Mars Food Brand—which produces some of the most ubiquitous products in the grocery store, like Uncle Ben’s rice—wants you, the consumer to know that some of its products should only be eaten on an “occasional” basis.
The company recently announced a global initiative to “create and promote healthier food choices,” specifically by labeling foods that are too high in sugar and salt and are generally too unhealthy to be consumed on a daily basis. It explains in a statement:
“Mars Food will help consumers differentiate and choose between ‘everyday’ and ‘occasional’ options. To maintain the authentic nature of the recipe, some Mars Food products are higher in salt, added sugar, or fat. As these products are not intended to be eaten daily, Mars Food will provide guidance to consumers on-pack and on its website regarding how often these meal offerings should be consumed within a balanced diet.
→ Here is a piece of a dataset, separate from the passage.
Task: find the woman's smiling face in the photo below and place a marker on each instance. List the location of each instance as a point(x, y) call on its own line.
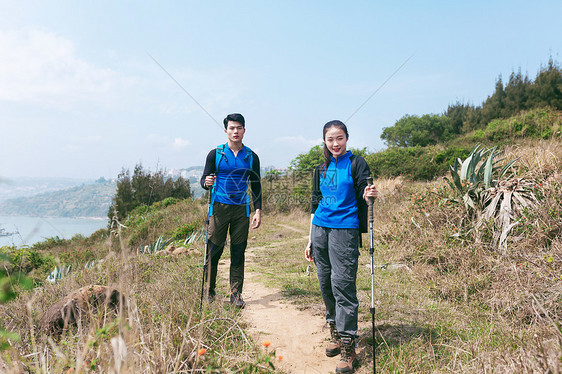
point(336, 141)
The Mars Food website will be updated within the next few months with a list of ‘occasional’ products—those to be enjoyed once per week—and a list of ‘everyday’ products—including those to be reformulated over the next five years to reduce sodium, sugar, or fat.”
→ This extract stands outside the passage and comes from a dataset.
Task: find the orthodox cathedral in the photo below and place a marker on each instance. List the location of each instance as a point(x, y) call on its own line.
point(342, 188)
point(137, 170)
The UK’s National Obesity Forum, which focuses on cutting down on Britain’s obesity rates and encouraging a healthy lifestyle through the nation, called the change in branding “hugely unusual” but “very imaginative.” We have to agree — companies that yield to public pressure to make products that are less terrible for your health usually do so by wildly obvious attempts that immediately go south. Remember when McDonald’s tried to make a salad and it turned out to be worse for you than a Big Mac? And let’s not forget all the companies slapping the word “all natural” onto the front of a box, which ultimately means very, very little.
Mars Food’s decision to call out its own products for what they are is definitely a step in the right direction. It’s also a good reminder to take a step back from the processed foods in your life; while we are all for allowing yourself a treat when you want it and eating what makes you feel good, don’t confuse a commercial’s vision of how good soda is for the world with how good it is for you.